Er starrte weiter mit gerunzelter Stirn auf die alte Feuergrube. Er dachte an seinen Großvater, der ein großer Apachenhäuptling gewesen war, einer der wenigen, die bis zum bitteren Ende an der Seite von Geronimo gekämpft hatten, bis die US-Army sie zur Strecke gebracht, in Ketten gelegt und nach Florida befördert hatte. Fünfhundert Apachen hatte man im winzigen Fort Marian bei St. Augustine eingesperrt. Aber schon nach wenigen Monaten waren sie zu einer derartigen Touristen-Attraktion geworden, dass die Lobby von Pensacola so lange bohrte, bis sie die bemalten Teufel‹ endlich in ihren Mauern hatte.

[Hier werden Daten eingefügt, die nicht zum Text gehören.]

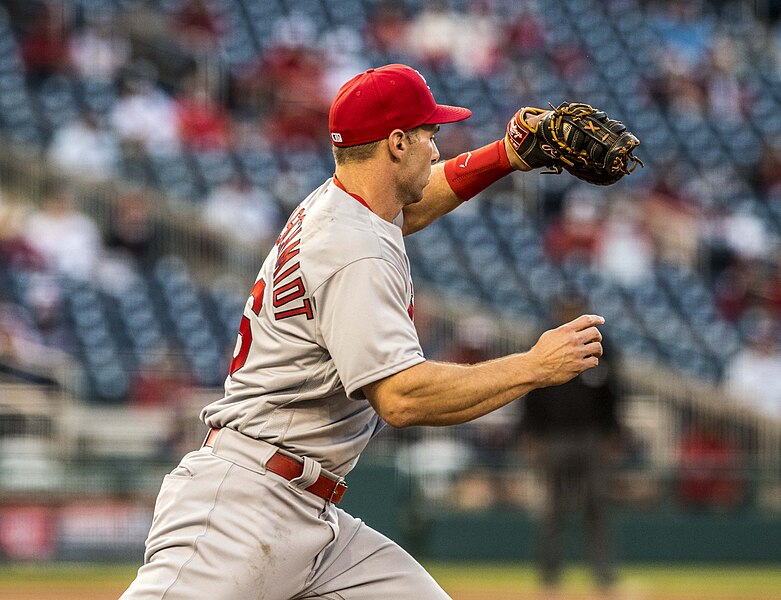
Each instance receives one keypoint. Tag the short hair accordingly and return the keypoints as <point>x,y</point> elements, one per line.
<point>361,152</point>
<point>352,154</point>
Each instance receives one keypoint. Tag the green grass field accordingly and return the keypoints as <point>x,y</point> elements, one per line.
<point>464,581</point>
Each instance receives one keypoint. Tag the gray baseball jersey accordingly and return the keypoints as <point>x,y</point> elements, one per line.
<point>330,311</point>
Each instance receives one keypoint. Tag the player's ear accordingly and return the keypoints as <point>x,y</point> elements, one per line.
<point>397,144</point>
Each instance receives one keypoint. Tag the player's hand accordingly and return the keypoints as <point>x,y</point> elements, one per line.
<point>563,353</point>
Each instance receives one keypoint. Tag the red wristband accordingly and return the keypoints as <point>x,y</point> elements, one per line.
<point>470,173</point>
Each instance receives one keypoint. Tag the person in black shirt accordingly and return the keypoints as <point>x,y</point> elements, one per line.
<point>573,434</point>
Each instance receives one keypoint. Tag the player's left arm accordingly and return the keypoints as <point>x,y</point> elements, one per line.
<point>456,180</point>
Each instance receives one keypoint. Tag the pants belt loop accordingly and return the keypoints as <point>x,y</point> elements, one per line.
<point>310,474</point>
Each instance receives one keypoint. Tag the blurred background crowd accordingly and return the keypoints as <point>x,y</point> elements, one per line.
<point>144,141</point>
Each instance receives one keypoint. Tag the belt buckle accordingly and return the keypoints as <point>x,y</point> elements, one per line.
<point>338,492</point>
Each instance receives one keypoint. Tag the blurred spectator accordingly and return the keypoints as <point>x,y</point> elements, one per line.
<point>481,39</point>
<point>44,44</point>
<point>202,124</point>
<point>22,357</point>
<point>15,251</point>
<point>43,298</point>
<point>163,380</point>
<point>83,148</point>
<point>491,439</point>
<point>625,252</point>
<point>752,374</point>
<point>99,51</point>
<point>344,56</point>
<point>576,232</point>
<point>196,26</point>
<point>386,30</point>
<point>246,213</point>
<point>144,115</point>
<point>68,239</point>
<point>132,231</point>
<point>433,34</point>
<point>573,437</point>
<point>708,469</point>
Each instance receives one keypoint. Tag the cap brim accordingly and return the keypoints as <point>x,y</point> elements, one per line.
<point>448,114</point>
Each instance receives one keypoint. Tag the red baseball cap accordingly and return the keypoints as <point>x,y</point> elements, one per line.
<point>374,103</point>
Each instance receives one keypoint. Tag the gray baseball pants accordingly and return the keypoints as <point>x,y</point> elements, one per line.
<point>225,528</point>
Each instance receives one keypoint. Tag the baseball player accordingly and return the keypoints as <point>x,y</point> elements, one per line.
<point>326,355</point>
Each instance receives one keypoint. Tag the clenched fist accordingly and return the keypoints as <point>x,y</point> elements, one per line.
<point>565,352</point>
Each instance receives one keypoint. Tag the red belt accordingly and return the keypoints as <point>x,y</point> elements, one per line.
<point>289,468</point>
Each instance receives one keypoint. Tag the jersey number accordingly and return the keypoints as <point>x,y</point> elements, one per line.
<point>245,329</point>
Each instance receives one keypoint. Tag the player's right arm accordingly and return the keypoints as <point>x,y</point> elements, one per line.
<point>436,393</point>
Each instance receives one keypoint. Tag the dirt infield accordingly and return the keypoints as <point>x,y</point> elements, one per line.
<point>462,582</point>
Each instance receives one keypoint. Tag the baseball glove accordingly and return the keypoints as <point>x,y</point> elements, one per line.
<point>577,138</point>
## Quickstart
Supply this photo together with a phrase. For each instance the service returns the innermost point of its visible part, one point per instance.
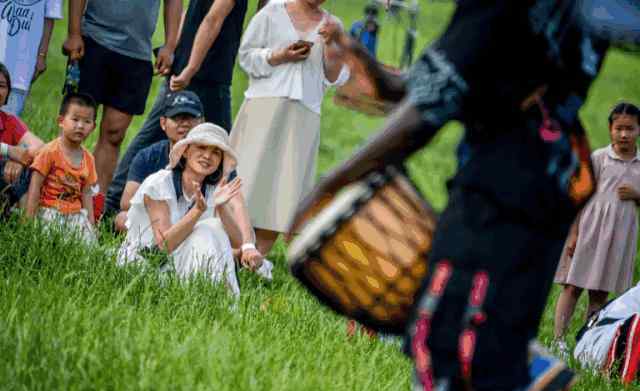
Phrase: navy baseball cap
(183, 102)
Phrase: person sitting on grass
(183, 110)
(17, 148)
(183, 210)
(64, 172)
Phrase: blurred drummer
(515, 74)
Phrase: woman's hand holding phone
(297, 51)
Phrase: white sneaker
(560, 348)
(264, 270)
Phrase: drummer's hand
(251, 259)
(325, 188)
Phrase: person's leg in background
(149, 133)
(16, 102)
(216, 100)
(564, 311)
(597, 300)
(122, 97)
(113, 128)
(265, 239)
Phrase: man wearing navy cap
(182, 112)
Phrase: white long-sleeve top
(272, 29)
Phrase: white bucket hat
(206, 134)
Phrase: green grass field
(71, 319)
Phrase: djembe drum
(364, 254)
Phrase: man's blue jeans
(216, 100)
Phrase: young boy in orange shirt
(64, 171)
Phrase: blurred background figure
(366, 30)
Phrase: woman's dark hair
(5, 72)
(623, 108)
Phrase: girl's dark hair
(5, 72)
(624, 108)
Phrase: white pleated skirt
(277, 142)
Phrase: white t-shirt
(271, 29)
(159, 187)
(21, 27)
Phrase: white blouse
(158, 187)
(272, 29)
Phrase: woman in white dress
(180, 211)
(288, 51)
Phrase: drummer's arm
(435, 96)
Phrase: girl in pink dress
(600, 252)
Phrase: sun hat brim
(206, 134)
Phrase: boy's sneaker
(547, 372)
(265, 269)
(98, 206)
(560, 348)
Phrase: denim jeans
(216, 100)
(16, 101)
(14, 191)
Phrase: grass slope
(71, 319)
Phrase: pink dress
(605, 253)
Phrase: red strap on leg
(632, 352)
(474, 316)
(421, 354)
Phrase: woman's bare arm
(168, 237)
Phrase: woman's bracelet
(4, 151)
(248, 246)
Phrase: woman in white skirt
(179, 209)
(289, 54)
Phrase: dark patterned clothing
(524, 173)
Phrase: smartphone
(300, 43)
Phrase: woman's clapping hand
(226, 191)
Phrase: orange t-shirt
(63, 183)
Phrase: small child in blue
(366, 31)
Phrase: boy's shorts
(76, 223)
(113, 79)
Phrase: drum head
(364, 254)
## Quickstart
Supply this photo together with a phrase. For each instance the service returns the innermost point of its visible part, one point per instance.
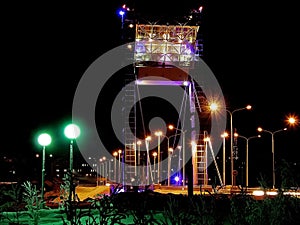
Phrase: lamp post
(44, 140)
(171, 127)
(154, 166)
(248, 107)
(147, 142)
(158, 134)
(115, 154)
(247, 154)
(273, 153)
(139, 156)
(72, 131)
(119, 177)
(170, 152)
(224, 135)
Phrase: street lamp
(72, 131)
(224, 136)
(214, 107)
(171, 127)
(170, 152)
(248, 107)
(115, 154)
(44, 140)
(138, 156)
(158, 134)
(247, 154)
(147, 140)
(273, 153)
(119, 177)
(154, 156)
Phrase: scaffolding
(166, 51)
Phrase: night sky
(251, 47)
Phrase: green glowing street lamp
(44, 140)
(72, 131)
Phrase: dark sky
(251, 47)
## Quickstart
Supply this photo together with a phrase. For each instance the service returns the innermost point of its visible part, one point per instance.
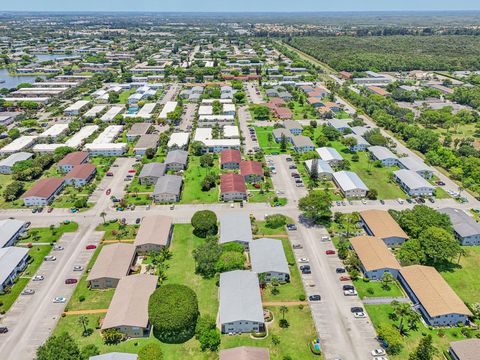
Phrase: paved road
(243, 118)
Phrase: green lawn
(379, 314)
(262, 136)
(182, 269)
(464, 278)
(375, 178)
(116, 231)
(36, 258)
(192, 183)
(365, 289)
(292, 290)
(293, 340)
(94, 299)
(47, 235)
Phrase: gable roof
(129, 305)
(154, 229)
(44, 188)
(112, 262)
(433, 292)
(268, 255)
(373, 253)
(240, 297)
(382, 224)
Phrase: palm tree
(102, 215)
(283, 311)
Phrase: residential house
(235, 227)
(13, 260)
(72, 159)
(433, 297)
(268, 260)
(252, 171)
(176, 160)
(240, 309)
(380, 223)
(232, 187)
(168, 189)
(112, 264)
(151, 172)
(350, 184)
(128, 310)
(374, 256)
(412, 183)
(43, 192)
(466, 229)
(155, 233)
(230, 159)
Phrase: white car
(361, 315)
(378, 352)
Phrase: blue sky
(237, 5)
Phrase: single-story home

Charlies Vater war in Fort Pickens auf Santa Rosa in der Bucht von Pensacola geboren worden.
Während Malaria und Tuberkulose die Apachen dezimierten, verkauften die Leute von Pensacola Eintrittskarten. Die Weißen kamen zu Hunderten, Tag für Tag, um die Apachen lächelnd sterben zu sehen. Sie wurden bald darauf, 1894, nach Mt. Vernon in Alabama verfrachtet, aber da waren nur noch dreihundert von ihnen übrig, meist Kinder, die in der Gefangenschaft zur Welt gekommen waren. Im selben Jahr ließ sie die Bundesregierung ein letztes Mal umziehen, nach Fort Sill in Oklahoma. Da waren die meisten der älteren schon tot, und nur wenige der jüngeren hatten sich je die Zeit genommen, ihren Geschichten zuzuhören. Sie waren Krieger gewesen und hatten um ihr Leben gekämpft, was brauchte man da noch Geschichten?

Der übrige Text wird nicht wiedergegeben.